Osaka Gas and Daihatsu Diesel approved for marine engine LPG reformer

25 September 2019 (Last Updated September 25th, 2019 14:32)

Japanese technology firms Osaka Gas and Daihatsu Diesel have secured approval in principle (AIP) from Japanese ship classification society Nippon Kaiji Kyokai (ClassNK) for their joint project on a liquefied petroleum gas (LPG) reformer for marine engines.

Japanese technology firms Osaka Gas and Daihatsu Diesel have secured approval in principle (AIP) from Japanese ship classification society Nippon Kaiji Kyokai (ClassNK) for their joint project on an LPG Reformer for marine engines.

It is the first AIP granted for this type of equipment in Japan.

According to ClassNK, the LPG reformer has been designed to convert LPG into synthetic methane gas, equivalent to the gas found in liquefied natural gas (LNG).

LPG is consists of mainly propane and butane and is, therefore, vulnerable to abnormal combustion. As a result, using LPG as a fuel for lean-burn gas engines and dual-fuel engines is difficult.
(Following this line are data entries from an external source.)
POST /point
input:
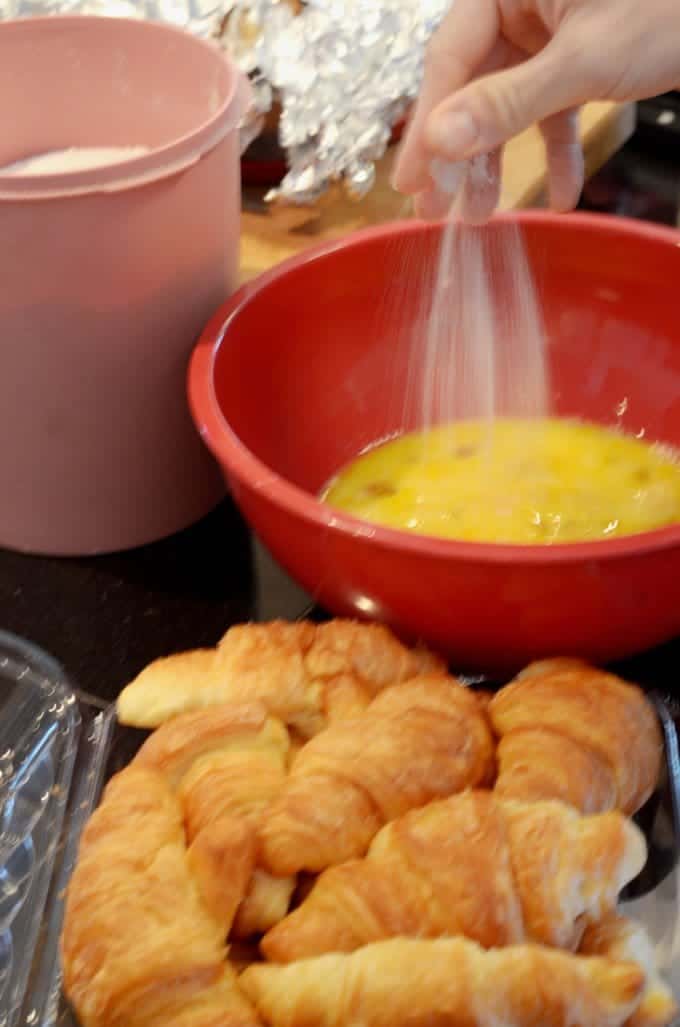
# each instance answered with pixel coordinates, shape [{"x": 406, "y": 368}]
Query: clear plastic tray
[
  {"x": 59, "y": 746},
  {"x": 53, "y": 745}
]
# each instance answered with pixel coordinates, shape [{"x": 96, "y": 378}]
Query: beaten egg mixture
[{"x": 513, "y": 481}]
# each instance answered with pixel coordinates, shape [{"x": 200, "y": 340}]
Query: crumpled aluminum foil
[{"x": 343, "y": 72}]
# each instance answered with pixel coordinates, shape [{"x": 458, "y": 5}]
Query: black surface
[{"x": 104, "y": 618}]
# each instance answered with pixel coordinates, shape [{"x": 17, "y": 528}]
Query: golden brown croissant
[
  {"x": 416, "y": 742},
  {"x": 146, "y": 918},
  {"x": 497, "y": 871},
  {"x": 569, "y": 731},
  {"x": 305, "y": 674},
  {"x": 228, "y": 761},
  {"x": 620, "y": 939},
  {"x": 446, "y": 983}
]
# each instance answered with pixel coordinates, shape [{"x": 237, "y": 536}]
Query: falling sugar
[
  {"x": 476, "y": 347},
  {"x": 485, "y": 343}
]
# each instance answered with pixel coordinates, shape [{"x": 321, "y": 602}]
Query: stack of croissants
[{"x": 326, "y": 829}]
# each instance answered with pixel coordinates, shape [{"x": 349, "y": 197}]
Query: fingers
[
  {"x": 488, "y": 112},
  {"x": 565, "y": 159},
  {"x": 465, "y": 37},
  {"x": 481, "y": 192}
]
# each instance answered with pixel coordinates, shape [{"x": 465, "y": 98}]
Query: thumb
[{"x": 493, "y": 109}]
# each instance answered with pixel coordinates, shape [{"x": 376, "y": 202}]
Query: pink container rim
[
  {"x": 158, "y": 162},
  {"x": 247, "y": 467}
]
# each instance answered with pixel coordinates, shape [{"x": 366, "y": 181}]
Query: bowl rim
[{"x": 237, "y": 460}]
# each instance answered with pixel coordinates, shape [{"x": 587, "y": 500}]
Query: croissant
[
  {"x": 620, "y": 939},
  {"x": 569, "y": 731},
  {"x": 497, "y": 871},
  {"x": 146, "y": 918},
  {"x": 446, "y": 983},
  {"x": 305, "y": 674},
  {"x": 230, "y": 761},
  {"x": 416, "y": 742}
]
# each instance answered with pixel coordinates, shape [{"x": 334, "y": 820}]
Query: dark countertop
[{"x": 105, "y": 617}]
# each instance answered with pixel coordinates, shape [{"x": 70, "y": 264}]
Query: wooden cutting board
[{"x": 271, "y": 234}]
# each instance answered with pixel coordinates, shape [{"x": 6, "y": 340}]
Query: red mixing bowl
[{"x": 301, "y": 370}]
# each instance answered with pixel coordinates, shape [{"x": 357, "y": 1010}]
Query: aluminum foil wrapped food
[{"x": 343, "y": 73}]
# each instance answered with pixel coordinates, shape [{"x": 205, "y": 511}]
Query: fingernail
[{"x": 452, "y": 135}]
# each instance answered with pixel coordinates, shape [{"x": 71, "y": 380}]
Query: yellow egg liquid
[{"x": 544, "y": 481}]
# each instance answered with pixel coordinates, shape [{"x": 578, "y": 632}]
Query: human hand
[{"x": 496, "y": 67}]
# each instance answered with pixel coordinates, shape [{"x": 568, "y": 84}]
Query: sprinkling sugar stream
[{"x": 470, "y": 338}]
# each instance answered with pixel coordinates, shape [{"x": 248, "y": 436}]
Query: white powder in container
[{"x": 74, "y": 158}]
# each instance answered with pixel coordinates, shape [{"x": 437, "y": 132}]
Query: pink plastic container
[{"x": 107, "y": 277}]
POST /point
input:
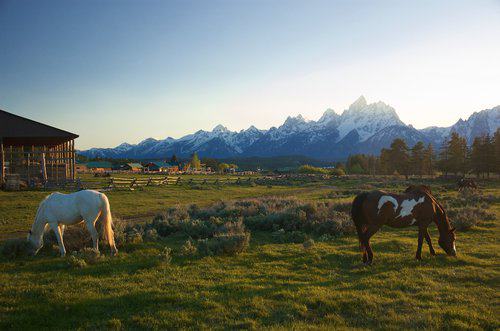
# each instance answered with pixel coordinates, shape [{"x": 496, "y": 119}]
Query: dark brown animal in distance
[
  {"x": 465, "y": 183},
  {"x": 415, "y": 207}
]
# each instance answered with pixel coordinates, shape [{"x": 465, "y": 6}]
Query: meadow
[{"x": 276, "y": 282}]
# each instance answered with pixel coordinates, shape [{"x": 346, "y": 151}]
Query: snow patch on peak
[
  {"x": 220, "y": 128},
  {"x": 328, "y": 115},
  {"x": 359, "y": 103}
]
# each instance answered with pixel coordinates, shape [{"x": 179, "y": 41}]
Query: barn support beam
[{"x": 2, "y": 163}]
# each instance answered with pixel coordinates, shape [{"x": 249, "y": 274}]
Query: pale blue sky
[{"x": 115, "y": 71}]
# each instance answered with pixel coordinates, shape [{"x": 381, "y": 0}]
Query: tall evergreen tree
[
  {"x": 457, "y": 154},
  {"x": 488, "y": 155},
  {"x": 195, "y": 161},
  {"x": 429, "y": 160},
  {"x": 496, "y": 148},
  {"x": 476, "y": 162},
  {"x": 417, "y": 159}
]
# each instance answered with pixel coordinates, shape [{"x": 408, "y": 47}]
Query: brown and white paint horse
[{"x": 415, "y": 207}]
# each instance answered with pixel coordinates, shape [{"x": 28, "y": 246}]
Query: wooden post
[
  {"x": 73, "y": 160},
  {"x": 2, "y": 163}
]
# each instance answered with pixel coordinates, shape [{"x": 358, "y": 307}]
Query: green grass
[
  {"x": 278, "y": 286},
  {"x": 18, "y": 209}
]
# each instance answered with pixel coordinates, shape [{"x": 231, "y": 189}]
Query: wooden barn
[{"x": 35, "y": 152}]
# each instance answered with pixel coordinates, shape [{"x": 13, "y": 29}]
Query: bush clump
[
  {"x": 189, "y": 248},
  {"x": 166, "y": 255},
  {"x": 308, "y": 244},
  {"x": 224, "y": 244}
]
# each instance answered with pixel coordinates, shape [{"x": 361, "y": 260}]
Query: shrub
[
  {"x": 344, "y": 207},
  {"x": 224, "y": 244},
  {"x": 200, "y": 229},
  {"x": 150, "y": 235},
  {"x": 76, "y": 262},
  {"x": 296, "y": 237},
  {"x": 166, "y": 255},
  {"x": 308, "y": 169},
  {"x": 339, "y": 172},
  {"x": 308, "y": 244},
  {"x": 188, "y": 248},
  {"x": 326, "y": 237},
  {"x": 114, "y": 324}
]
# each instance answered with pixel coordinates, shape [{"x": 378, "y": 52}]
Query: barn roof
[
  {"x": 99, "y": 164},
  {"x": 17, "y": 130},
  {"x": 135, "y": 165},
  {"x": 161, "y": 164}
]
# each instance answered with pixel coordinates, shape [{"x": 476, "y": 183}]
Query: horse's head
[
  {"x": 35, "y": 241},
  {"x": 447, "y": 242}
]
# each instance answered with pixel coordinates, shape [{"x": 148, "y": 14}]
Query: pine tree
[
  {"x": 429, "y": 160},
  {"x": 195, "y": 162},
  {"x": 417, "y": 159},
  {"x": 476, "y": 163},
  {"x": 488, "y": 155},
  {"x": 386, "y": 167},
  {"x": 496, "y": 147},
  {"x": 457, "y": 154},
  {"x": 444, "y": 161}
]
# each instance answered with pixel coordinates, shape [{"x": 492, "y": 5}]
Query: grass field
[{"x": 271, "y": 285}]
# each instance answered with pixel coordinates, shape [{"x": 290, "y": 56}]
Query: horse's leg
[
  {"x": 429, "y": 242},
  {"x": 93, "y": 233},
  {"x": 57, "y": 230},
  {"x": 421, "y": 236},
  {"x": 366, "y": 243}
]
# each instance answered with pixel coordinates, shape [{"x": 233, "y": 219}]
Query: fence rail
[{"x": 127, "y": 183}]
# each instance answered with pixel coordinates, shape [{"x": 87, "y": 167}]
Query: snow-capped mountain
[{"x": 362, "y": 128}]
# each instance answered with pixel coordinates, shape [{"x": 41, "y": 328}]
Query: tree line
[{"x": 454, "y": 156}]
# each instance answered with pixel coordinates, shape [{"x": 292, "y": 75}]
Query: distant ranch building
[
  {"x": 99, "y": 166},
  {"x": 161, "y": 167},
  {"x": 81, "y": 168},
  {"x": 133, "y": 167},
  {"x": 35, "y": 152}
]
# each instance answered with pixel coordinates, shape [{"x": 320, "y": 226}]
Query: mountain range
[{"x": 362, "y": 128}]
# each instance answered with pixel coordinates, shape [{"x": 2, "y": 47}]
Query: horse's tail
[
  {"x": 357, "y": 213},
  {"x": 107, "y": 223}
]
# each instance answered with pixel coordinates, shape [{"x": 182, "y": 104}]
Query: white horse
[{"x": 58, "y": 210}]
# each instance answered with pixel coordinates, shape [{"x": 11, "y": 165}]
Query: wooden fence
[{"x": 115, "y": 183}]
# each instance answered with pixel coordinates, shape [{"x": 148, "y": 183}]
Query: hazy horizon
[{"x": 116, "y": 72}]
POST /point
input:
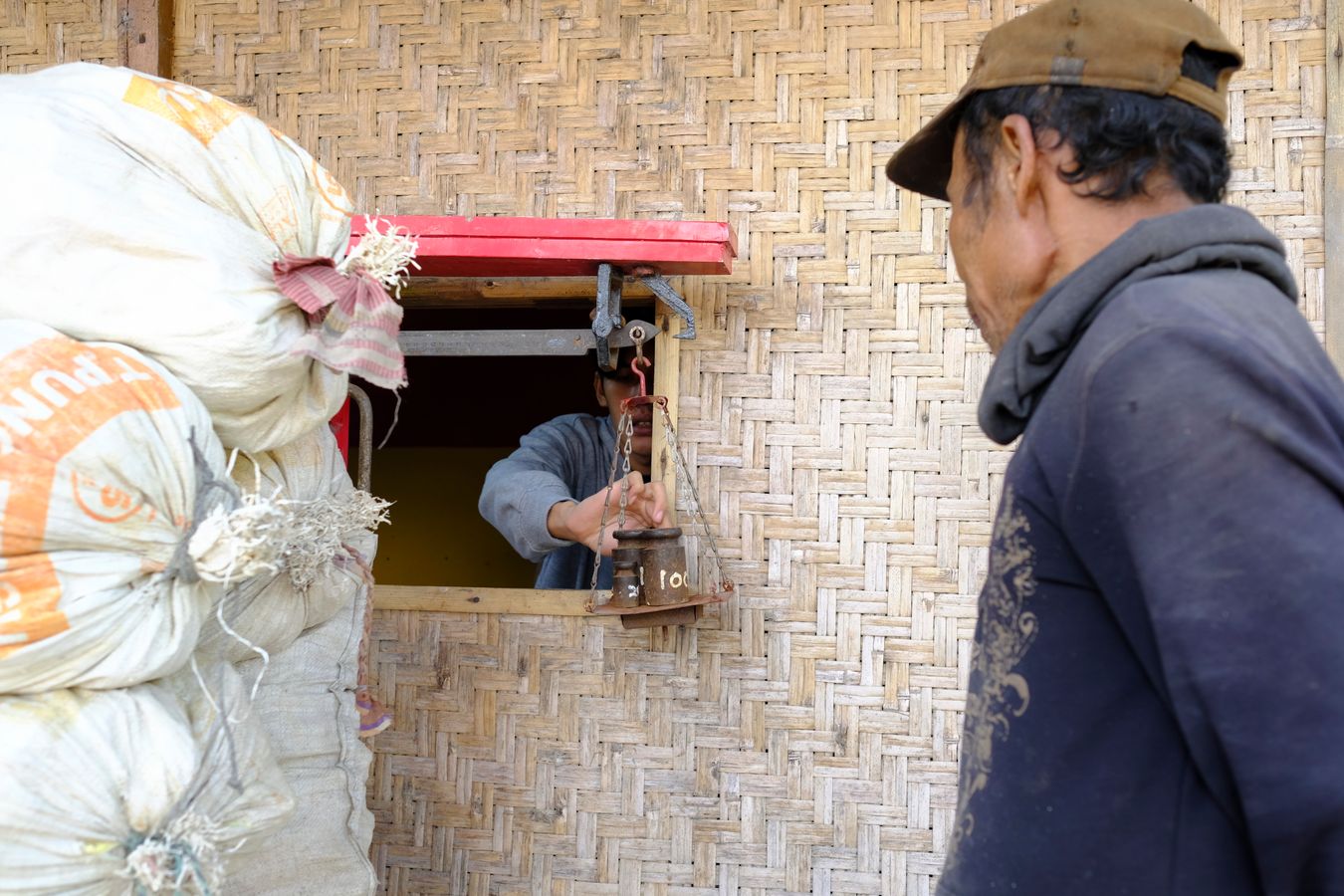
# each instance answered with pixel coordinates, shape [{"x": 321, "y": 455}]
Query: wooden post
[
  {"x": 145, "y": 35},
  {"x": 1335, "y": 180}
]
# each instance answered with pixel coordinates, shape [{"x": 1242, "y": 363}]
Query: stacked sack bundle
[{"x": 171, "y": 497}]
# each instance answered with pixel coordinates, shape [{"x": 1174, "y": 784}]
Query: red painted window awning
[{"x": 561, "y": 246}]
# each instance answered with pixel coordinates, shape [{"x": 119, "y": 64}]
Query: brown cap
[{"x": 1125, "y": 45}]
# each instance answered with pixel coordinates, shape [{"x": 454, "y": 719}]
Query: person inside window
[{"x": 548, "y": 497}]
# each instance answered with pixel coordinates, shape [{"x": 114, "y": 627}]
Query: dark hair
[{"x": 1118, "y": 137}]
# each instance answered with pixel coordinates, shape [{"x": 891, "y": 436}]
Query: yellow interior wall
[{"x": 437, "y": 537}]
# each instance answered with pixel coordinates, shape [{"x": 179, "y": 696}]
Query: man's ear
[
  {"x": 1021, "y": 160},
  {"x": 601, "y": 392}
]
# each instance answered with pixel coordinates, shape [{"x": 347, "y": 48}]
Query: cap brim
[{"x": 924, "y": 164}]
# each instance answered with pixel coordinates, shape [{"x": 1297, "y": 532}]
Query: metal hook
[{"x": 637, "y": 336}]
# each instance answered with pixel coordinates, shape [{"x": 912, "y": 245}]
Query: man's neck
[{"x": 1083, "y": 227}]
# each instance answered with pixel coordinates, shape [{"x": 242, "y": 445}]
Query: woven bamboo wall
[
  {"x": 35, "y": 34},
  {"x": 805, "y": 738}
]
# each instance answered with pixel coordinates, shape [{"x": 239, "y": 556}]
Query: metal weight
[
  {"x": 661, "y": 564},
  {"x": 625, "y": 577}
]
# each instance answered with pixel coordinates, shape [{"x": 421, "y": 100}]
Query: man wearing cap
[{"x": 1156, "y": 693}]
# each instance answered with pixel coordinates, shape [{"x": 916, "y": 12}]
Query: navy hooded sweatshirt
[{"x": 1156, "y": 696}]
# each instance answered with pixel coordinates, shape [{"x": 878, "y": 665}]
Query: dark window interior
[{"x": 457, "y": 416}]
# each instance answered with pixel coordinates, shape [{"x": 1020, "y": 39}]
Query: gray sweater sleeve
[{"x": 554, "y": 462}]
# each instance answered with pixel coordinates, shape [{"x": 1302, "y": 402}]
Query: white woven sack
[
  {"x": 325, "y": 561},
  {"x": 307, "y": 703},
  {"x": 117, "y": 520},
  {"x": 168, "y": 206},
  {"x": 154, "y": 788}
]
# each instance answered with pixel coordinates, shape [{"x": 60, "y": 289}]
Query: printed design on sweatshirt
[{"x": 998, "y": 692}]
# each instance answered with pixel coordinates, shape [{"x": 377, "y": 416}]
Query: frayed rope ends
[
  {"x": 183, "y": 857},
  {"x": 384, "y": 256}
]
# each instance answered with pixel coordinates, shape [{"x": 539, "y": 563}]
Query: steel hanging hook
[{"x": 637, "y": 336}]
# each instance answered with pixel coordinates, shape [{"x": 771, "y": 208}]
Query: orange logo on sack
[
  {"x": 54, "y": 394},
  {"x": 198, "y": 112},
  {"x": 107, "y": 503}
]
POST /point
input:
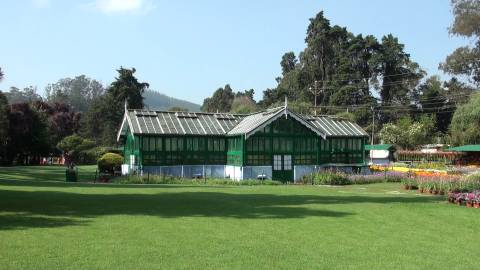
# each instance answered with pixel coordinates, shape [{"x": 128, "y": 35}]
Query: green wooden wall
[{"x": 283, "y": 136}]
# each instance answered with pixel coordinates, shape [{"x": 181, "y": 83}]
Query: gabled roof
[
  {"x": 335, "y": 127},
  {"x": 184, "y": 123},
  {"x": 254, "y": 122},
  {"x": 177, "y": 123},
  {"x": 369, "y": 147},
  {"x": 466, "y": 148}
]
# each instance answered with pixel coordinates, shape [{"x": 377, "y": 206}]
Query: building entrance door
[{"x": 282, "y": 168}]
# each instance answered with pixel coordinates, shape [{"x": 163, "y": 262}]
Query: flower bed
[{"x": 469, "y": 199}]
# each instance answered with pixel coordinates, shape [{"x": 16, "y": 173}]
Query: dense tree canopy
[
  {"x": 102, "y": 120},
  {"x": 78, "y": 92},
  {"x": 465, "y": 60},
  {"x": 339, "y": 70},
  {"x": 465, "y": 125},
  {"x": 28, "y": 94}
]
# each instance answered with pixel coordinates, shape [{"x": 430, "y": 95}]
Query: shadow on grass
[
  {"x": 60, "y": 208},
  {"x": 25, "y": 221}
]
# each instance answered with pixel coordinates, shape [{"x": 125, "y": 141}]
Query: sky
[{"x": 189, "y": 48}]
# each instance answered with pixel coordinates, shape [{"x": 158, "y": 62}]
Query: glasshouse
[{"x": 273, "y": 144}]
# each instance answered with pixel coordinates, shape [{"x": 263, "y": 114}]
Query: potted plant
[
  {"x": 476, "y": 202},
  {"x": 459, "y": 199},
  {"x": 470, "y": 199}
]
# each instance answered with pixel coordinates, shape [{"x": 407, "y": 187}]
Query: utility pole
[
  {"x": 373, "y": 123},
  {"x": 316, "y": 92}
]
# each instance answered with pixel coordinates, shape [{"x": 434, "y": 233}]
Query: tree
[
  {"x": 465, "y": 61},
  {"x": 104, "y": 117},
  {"x": 28, "y": 94},
  {"x": 61, "y": 120},
  {"x": 126, "y": 87},
  {"x": 28, "y": 135},
  {"x": 221, "y": 101},
  {"x": 407, "y": 133},
  {"x": 177, "y": 109},
  {"x": 4, "y": 128},
  {"x": 340, "y": 69},
  {"x": 72, "y": 146},
  {"x": 466, "y": 123},
  {"x": 289, "y": 60},
  {"x": 78, "y": 92},
  {"x": 243, "y": 104},
  {"x": 434, "y": 101}
]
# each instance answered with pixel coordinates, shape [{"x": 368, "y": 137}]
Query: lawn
[
  {"x": 86, "y": 173},
  {"x": 53, "y": 225}
]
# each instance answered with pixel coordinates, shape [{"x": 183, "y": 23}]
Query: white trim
[
  {"x": 220, "y": 125},
  {"x": 145, "y": 122},
  {"x": 153, "y": 125},
  {"x": 166, "y": 124},
  {"x": 200, "y": 122},
  {"x": 138, "y": 123},
  {"x": 180, "y": 123},
  {"x": 159, "y": 124},
  {"x": 119, "y": 133}
]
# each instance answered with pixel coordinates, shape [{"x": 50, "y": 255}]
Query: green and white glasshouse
[{"x": 273, "y": 144}]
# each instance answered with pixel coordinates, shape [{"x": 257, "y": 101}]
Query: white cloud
[
  {"x": 123, "y": 6},
  {"x": 41, "y": 3}
]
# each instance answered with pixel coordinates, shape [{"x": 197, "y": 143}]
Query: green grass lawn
[
  {"x": 86, "y": 173},
  {"x": 48, "y": 225}
]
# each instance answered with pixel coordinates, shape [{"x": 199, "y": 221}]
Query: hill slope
[{"x": 158, "y": 101}]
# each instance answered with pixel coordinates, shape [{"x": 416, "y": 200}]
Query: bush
[
  {"x": 91, "y": 156},
  {"x": 168, "y": 179},
  {"x": 327, "y": 178},
  {"x": 109, "y": 163}
]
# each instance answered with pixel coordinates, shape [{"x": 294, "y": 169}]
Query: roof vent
[
  {"x": 146, "y": 113},
  {"x": 225, "y": 117},
  {"x": 185, "y": 115}
]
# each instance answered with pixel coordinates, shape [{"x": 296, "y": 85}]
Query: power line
[{"x": 366, "y": 78}]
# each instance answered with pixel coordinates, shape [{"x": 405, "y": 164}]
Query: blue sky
[{"x": 187, "y": 49}]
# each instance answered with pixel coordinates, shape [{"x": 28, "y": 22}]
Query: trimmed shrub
[
  {"x": 168, "y": 179},
  {"x": 109, "y": 163},
  {"x": 330, "y": 178}
]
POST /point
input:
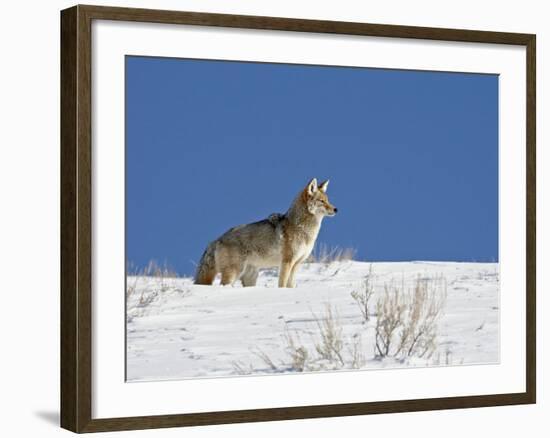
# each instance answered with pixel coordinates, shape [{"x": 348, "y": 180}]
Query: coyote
[{"x": 281, "y": 240}]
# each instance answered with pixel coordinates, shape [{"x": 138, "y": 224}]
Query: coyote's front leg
[
  {"x": 291, "y": 282},
  {"x": 284, "y": 272}
]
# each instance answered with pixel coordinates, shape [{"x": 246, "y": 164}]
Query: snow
[{"x": 177, "y": 330}]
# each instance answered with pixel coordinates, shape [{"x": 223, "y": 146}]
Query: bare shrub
[
  {"x": 407, "y": 321},
  {"x": 363, "y": 296},
  {"x": 154, "y": 269},
  {"x": 389, "y": 318},
  {"x": 299, "y": 355},
  {"x": 328, "y": 352},
  {"x": 322, "y": 253}
]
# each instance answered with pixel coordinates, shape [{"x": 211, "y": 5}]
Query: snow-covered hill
[{"x": 178, "y": 330}]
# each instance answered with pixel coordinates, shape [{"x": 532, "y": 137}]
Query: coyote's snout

By changing LPG into synthetic methane gas with the help of the LPG reformer prior to the engine fuelling, the risks of abnormal combustion can be controlled. The system helps to deliver equivalent operational performance observed when using LNG.

Using LPG as fuel helps to cut the emission of environmentally harmful substances such as sulphur oxides (SOx) and nitrogen oxide (NOx).

LPG use will enable the ships to meet the 2020 IMO SOx regulation.

The International Code of Safety for Ships using gases or other low-flashpoint fuels (IGF Code) applies when LPG is used as a marine fuel.

However, the existing IGF Code does not deal with specific regulations for alternative fuels other than LNG.

In June, to address this issue, ClassNK published guidelines for ships using low-flashpoint fuels such as methyl, ethyl alcohol and LPG.

The guidelines summarise safety requirements for other feasible alternative fuels apart from LNG.